Furthermore, our findings shed light on the differential roles of Id protein family members in mature CD8+ T cells. During immune responses, Id3 and its homolog Id2 show an inverse pattern of expression during effector differentiation in response to infection[22]. Expression of Id2 was required for survival of effector CD8+ T cells during the expansion phase and therefore controlled the magnitude of the effector response[22]. However, Id2 deficiency did not affect the fraction of T cell undergoing apoptosis following the peak of the response and the increased numbers of WT compared to Id2−/− memory T cells were a direct reflection of the extent of effector T cell expansion[22]. These findings together with our results indicate that, similar to other cell-types[20], Id2 and Id3 regulation and function are non-redundant in mature CD8+ T cells. Id2 appears to be critical for the short-term survival of effector T cells but it does not affect their contraction and long-term persistence. Conversely, Id3, which is enriched in MPEC, is required for their long-term survival and entry into the memory pool, but does not impact the magnitude of the effector T cell response.

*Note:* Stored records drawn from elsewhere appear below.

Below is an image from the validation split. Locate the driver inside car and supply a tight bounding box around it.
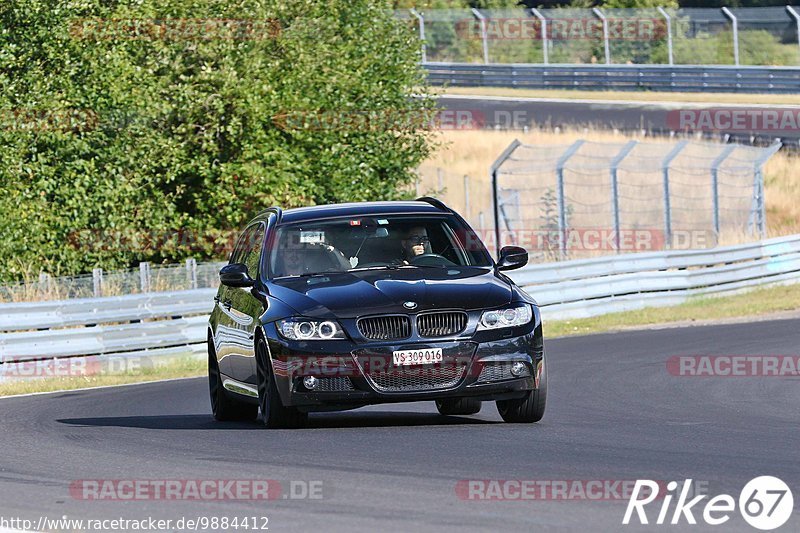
[401,226,431,265]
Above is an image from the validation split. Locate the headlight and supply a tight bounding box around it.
[478,304,533,331]
[278,317,345,341]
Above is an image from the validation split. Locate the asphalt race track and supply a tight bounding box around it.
[0,319,800,531]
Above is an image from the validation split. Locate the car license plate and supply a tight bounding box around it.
[392,348,442,366]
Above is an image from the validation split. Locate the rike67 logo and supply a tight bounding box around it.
[622,476,794,531]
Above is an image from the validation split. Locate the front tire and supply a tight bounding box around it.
[208,335,258,422]
[256,338,308,429]
[497,358,547,424]
[436,398,481,416]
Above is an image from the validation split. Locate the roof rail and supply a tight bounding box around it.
[416,196,450,212]
[254,205,283,224]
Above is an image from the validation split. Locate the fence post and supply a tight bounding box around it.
[556,139,586,259]
[186,257,197,289]
[711,144,736,242]
[611,141,639,253]
[531,7,550,65]
[592,7,611,65]
[409,7,428,63]
[488,139,522,255]
[750,141,783,239]
[722,7,739,67]
[657,6,675,65]
[472,7,489,64]
[92,268,103,298]
[464,174,470,220]
[139,261,150,292]
[661,141,689,248]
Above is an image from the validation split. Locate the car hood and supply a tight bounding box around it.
[269,267,512,318]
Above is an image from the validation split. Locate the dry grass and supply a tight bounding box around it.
[442,87,798,106]
[418,129,800,238]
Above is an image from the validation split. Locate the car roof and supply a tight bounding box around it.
[280,201,449,224]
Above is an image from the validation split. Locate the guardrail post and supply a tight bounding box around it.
[711,144,736,238]
[611,141,639,253]
[409,7,428,64]
[592,7,611,65]
[531,7,550,65]
[656,6,675,65]
[556,139,586,259]
[92,268,103,298]
[490,139,522,256]
[786,6,800,58]
[139,261,150,292]
[186,257,197,289]
[661,141,689,248]
[722,7,739,67]
[472,7,489,65]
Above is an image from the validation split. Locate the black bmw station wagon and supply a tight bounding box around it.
[208,198,547,428]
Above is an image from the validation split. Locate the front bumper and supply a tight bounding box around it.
[265,324,544,411]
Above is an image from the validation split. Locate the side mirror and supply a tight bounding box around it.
[497,246,528,270]
[219,263,255,287]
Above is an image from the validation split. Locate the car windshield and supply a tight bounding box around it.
[269,215,492,278]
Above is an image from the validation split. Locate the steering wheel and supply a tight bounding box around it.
[408,254,455,266]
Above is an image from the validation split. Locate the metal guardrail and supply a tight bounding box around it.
[0,235,800,361]
[422,62,800,93]
[510,235,800,320]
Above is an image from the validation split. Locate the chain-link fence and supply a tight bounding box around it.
[395,6,800,66]
[492,140,780,261]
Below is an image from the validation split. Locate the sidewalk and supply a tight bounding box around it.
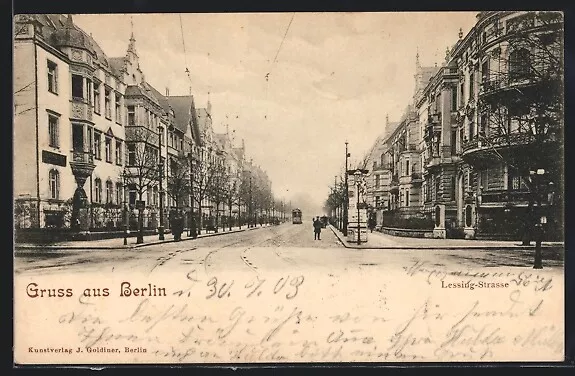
[14,225,271,250]
[329,225,565,249]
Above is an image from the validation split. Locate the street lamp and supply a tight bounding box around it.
[353,170,361,245]
[158,127,164,240]
[122,169,129,245]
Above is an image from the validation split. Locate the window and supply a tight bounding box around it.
[115,93,122,124]
[94,82,102,114]
[48,170,60,200]
[127,144,136,166]
[48,114,60,148]
[116,183,124,204]
[128,106,136,125]
[105,137,112,163]
[94,178,102,203]
[72,74,84,101]
[104,89,112,119]
[86,78,93,104]
[106,180,114,204]
[509,48,531,81]
[481,60,489,82]
[47,60,58,94]
[116,140,122,166]
[94,131,102,159]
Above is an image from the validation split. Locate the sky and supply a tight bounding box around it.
[74,12,477,207]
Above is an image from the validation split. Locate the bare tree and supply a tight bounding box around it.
[192,149,222,234]
[208,158,230,232]
[222,173,240,231]
[478,12,564,244]
[125,126,163,243]
[167,155,190,212]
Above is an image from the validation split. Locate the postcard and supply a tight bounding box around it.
[13,11,565,366]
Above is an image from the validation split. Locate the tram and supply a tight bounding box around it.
[291,209,301,225]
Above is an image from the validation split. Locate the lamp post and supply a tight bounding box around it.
[343,141,350,236]
[188,151,197,239]
[158,127,164,240]
[354,170,361,245]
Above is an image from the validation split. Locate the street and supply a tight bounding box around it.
[15,221,563,275]
[15,220,564,363]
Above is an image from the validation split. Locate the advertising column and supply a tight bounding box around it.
[347,169,367,244]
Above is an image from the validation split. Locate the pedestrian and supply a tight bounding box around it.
[313,216,321,240]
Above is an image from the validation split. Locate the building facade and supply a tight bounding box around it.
[13,15,274,238]
[362,11,564,239]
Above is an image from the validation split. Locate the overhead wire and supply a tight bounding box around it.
[266,12,295,81]
[264,12,295,120]
[178,13,192,95]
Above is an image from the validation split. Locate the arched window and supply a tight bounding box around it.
[48,170,60,200]
[116,183,124,204]
[509,48,531,81]
[106,180,114,204]
[94,178,102,202]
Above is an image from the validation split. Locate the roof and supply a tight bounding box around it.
[146,83,171,113]
[21,14,110,72]
[108,57,125,77]
[167,96,192,133]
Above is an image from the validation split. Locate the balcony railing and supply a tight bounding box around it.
[481,190,531,204]
[461,133,533,154]
[479,72,550,96]
[70,97,92,121]
[72,150,94,163]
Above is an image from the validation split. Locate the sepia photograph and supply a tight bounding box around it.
[12,10,566,366]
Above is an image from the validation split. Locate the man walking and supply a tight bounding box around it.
[313,217,321,240]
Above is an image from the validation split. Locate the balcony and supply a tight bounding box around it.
[70,97,93,122]
[461,133,534,162]
[411,172,423,184]
[389,174,399,193]
[481,190,531,206]
[479,71,552,101]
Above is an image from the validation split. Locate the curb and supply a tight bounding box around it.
[329,225,565,251]
[14,226,269,253]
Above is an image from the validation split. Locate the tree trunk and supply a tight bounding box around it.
[238,198,242,230]
[197,199,204,235]
[521,198,533,245]
[214,202,220,232]
[136,191,144,244]
[228,200,233,231]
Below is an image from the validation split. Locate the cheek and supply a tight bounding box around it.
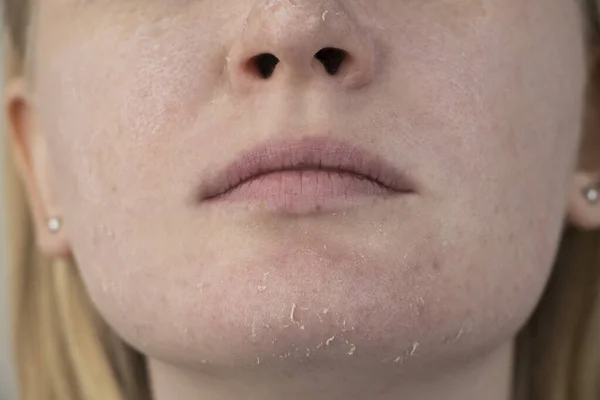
[29,0,583,372]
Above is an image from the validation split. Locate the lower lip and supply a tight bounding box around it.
[210,170,399,214]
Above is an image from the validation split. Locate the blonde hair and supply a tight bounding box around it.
[4,0,600,400]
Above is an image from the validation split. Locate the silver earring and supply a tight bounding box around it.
[47,217,62,233]
[583,186,600,204]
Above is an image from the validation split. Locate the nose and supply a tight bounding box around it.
[227,0,375,89]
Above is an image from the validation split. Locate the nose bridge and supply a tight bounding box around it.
[246,0,349,63]
[228,0,375,90]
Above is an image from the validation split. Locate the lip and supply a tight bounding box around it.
[200,137,415,212]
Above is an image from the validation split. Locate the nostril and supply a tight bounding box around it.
[315,47,348,75]
[248,53,279,79]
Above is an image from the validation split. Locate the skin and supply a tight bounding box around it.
[7,0,600,400]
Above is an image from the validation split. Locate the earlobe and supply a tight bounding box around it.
[4,77,70,257]
[569,172,600,230]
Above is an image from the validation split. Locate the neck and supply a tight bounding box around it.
[149,345,513,400]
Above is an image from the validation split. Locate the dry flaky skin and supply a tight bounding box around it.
[3,2,600,400]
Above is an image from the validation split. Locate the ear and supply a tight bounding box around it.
[569,49,600,230]
[4,77,69,257]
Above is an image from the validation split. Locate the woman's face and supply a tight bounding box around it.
[23,0,585,376]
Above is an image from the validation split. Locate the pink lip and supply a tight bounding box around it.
[200,137,414,213]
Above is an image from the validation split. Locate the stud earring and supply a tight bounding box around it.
[583,186,600,204]
[47,217,62,233]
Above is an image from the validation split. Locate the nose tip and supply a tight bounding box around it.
[245,47,350,80]
[227,0,375,88]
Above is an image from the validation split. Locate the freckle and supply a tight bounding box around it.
[290,303,297,324]
[410,342,419,356]
[348,343,356,356]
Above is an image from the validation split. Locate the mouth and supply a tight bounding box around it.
[200,137,415,214]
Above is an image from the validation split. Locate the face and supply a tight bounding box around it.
[22,0,585,378]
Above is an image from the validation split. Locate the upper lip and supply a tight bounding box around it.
[200,137,414,200]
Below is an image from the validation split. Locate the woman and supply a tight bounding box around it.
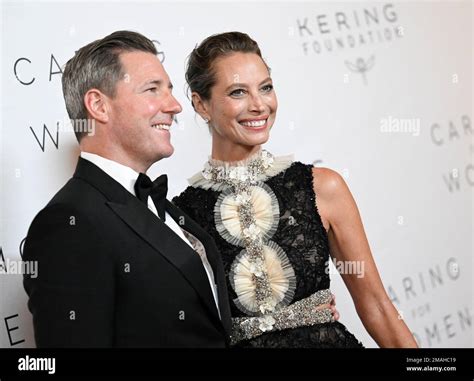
[174,32,416,348]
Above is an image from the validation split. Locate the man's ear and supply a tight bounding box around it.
[191,92,211,123]
[84,89,109,123]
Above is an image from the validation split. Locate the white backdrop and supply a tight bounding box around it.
[0,1,474,347]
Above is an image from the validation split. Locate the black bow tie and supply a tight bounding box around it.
[135,173,168,221]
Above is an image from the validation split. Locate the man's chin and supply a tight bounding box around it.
[158,146,174,160]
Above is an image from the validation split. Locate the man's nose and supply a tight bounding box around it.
[163,94,183,114]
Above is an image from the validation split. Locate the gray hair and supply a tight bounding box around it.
[62,30,158,142]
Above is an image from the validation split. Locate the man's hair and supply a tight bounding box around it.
[62,30,157,142]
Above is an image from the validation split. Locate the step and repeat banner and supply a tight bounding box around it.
[0,1,474,348]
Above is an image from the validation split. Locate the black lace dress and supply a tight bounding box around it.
[173,158,362,348]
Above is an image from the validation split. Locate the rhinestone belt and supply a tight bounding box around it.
[231,289,334,345]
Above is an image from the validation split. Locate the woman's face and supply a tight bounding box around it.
[204,53,278,149]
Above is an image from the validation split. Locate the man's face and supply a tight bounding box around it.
[107,51,182,172]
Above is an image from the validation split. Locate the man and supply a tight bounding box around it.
[24,31,231,347]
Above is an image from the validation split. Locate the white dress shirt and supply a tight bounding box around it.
[81,151,220,316]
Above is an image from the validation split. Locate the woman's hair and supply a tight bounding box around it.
[186,32,270,107]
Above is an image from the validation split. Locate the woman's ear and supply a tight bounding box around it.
[84,89,109,123]
[191,92,211,123]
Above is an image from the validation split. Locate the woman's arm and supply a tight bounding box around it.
[313,168,417,348]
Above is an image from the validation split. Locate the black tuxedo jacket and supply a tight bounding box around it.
[23,158,231,347]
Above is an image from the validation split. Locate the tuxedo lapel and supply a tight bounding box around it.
[166,200,231,335]
[74,158,219,326]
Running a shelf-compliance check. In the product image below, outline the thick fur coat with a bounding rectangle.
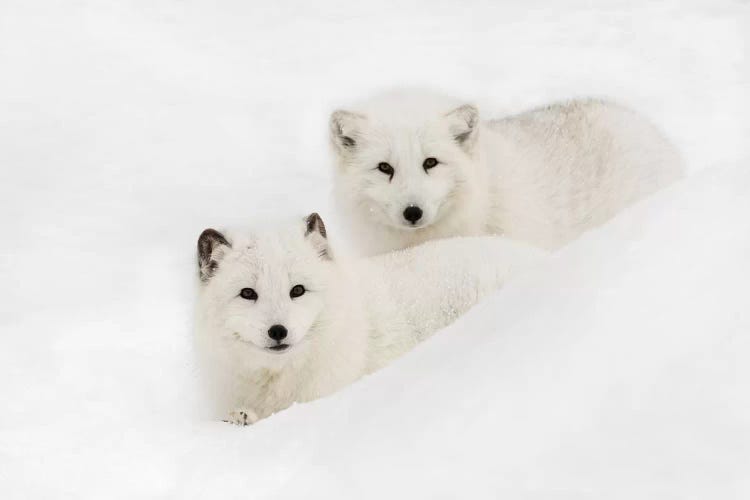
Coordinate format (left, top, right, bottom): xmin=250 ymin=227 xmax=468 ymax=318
xmin=330 ymin=91 xmax=683 ymax=255
xmin=196 ymin=214 xmax=539 ymax=424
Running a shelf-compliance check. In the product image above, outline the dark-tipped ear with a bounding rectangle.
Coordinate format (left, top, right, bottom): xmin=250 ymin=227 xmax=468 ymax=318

Considerable efforts have been devoted to induce robust CD8+ memory T cell responses for the prevention and treatment of intracellular pathogens and cancer. By constitutively expressing Id3, we were able to prolong the survival of SLEC and generate up to 20 fold more memory T cells compared to controls. Although a substantial increase in the frequency of CD8+ memory T cells prolonged the survival of hosts challenged with B16 tumor, it did not completely protect animals from tumor uptake. These data indicate that the mere increase of memory T cell numbers alone is insufficient for effective protection and underscore the importance of qualitative aspects of memory T cells[41, 42]. Furthermore, our findings suggest that heterologous boost vaccination strategies which augment the frequency of memory T cells but also drive cells toward terminal differentiation[43] would have limited preventative and therapeutic success. Pharmacologic modulation of Wnt-β-catenin signaling[44-46] and mTOR pathways[47, 48], which are emerging as critical regulators of TCM and CD8+ memory stem cells, might be a more effective strategy to generate qualitatively better memory T cells[49].